To drill down to the actual technical solution, the structure is as follows:
- A control file (for example JSON) that lists the databases to be created and their use
- A main PowerShell script that does the pre-setup for each database listed in the control file, creating necessary objects and access
- SQL scripts that create the actual virtualized database objects such as data sources with Data Lake file references, tables and views
Actual script examples can be found in this repo.
Performance
When looking at the performance of a Synapse virtualized API backend, there are some limitations to take into account.
- One pool can support a maximum of 20 databases
- The maximum amount of database objects is 2^31-1!

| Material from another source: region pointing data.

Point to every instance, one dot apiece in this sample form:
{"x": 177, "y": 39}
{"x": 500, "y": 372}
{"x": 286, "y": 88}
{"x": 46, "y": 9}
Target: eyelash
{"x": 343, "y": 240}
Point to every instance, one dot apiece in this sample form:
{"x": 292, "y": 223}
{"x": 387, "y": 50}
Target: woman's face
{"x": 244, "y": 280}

- Synapse Serverless can return a maximum of 400GB of concurrent results sets
- There is a cap of 1000 active and concurrent query executions
Other performance findings include things such as
- Date partitioned data performs slow when combined with wildcards, for example an external table referring to import/accounts/2022/* would result to poor performance
- There are no indices or keys to manage, only partitions in the source files themselves
- Statistics help performance a lot, luckily they are auto-generated for Parquet files
- Minimizing column sizes is especially important
- With Parquet, fewer and bigger files are preferable to a lot of small ones
- Running functions in Consumption Plan increases latency due to cold start (can be easily mitigated by switching to App Service Plan)

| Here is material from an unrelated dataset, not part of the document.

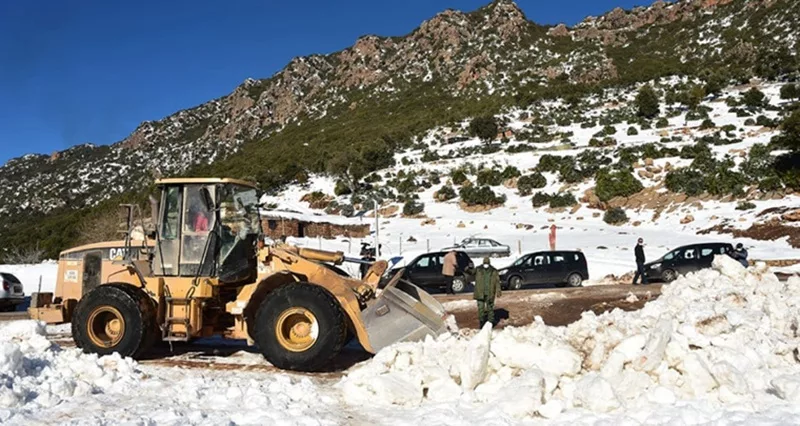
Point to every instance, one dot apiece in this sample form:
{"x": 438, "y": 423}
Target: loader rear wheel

Implementing a Function API
Using a Function with a Synapse Serverless DB is rather straightforward and in many ways similar to using a standard Azure SQL DB, with a few differences. The first difference is related to using EF Core with Synapse: due to the lack of key constraints and indices, these need to be manually mapped in the function to be able to utilize EF Core functionalities such as navigation properties. The lack of database keys makes query splitting a good option when executing queries with lots of joins.

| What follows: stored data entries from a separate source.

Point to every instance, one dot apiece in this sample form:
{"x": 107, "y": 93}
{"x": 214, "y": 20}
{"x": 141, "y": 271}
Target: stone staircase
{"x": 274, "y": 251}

Furthermore, as described later in this post, access management from the Function to the Data Lake data needs a bit of attention.
One key difference to a regular SQL DB is the limited support of data types. Workarounds for unsupported data types can be found here.
Access management and security
Due to the several layers of access and related Azure resources, the access flow from for example an Azure Function to retrieving the data from Data Lake via Synapse is a bit complex, therefore it is described in the following diagram. Here we see that the Synapse managed identity uses a database scoped credential (created with the main PowerShell script) to access the external data source. Here another check is performed regarding whether the Managed Identity has suitable (Storage Blob Data Reader/Contributor) role-based access to the Data Lake itself.
Conclusions
All in all, the goal of a light yet performant, production-grade virtualized API backend has been met with the aforementioned solution. Even the lackluster out-of-the-box CI/CD support is circumventable with some good ol’ scripting, and performance has been solid for the lightweight use cases the solution was designed for. To further improve the development experience, better tooling, documentation and CI/CD flow would however be very welcome. Nonetheless, for a lightweight API backend on top of an existing data lake, do give this approach a shot!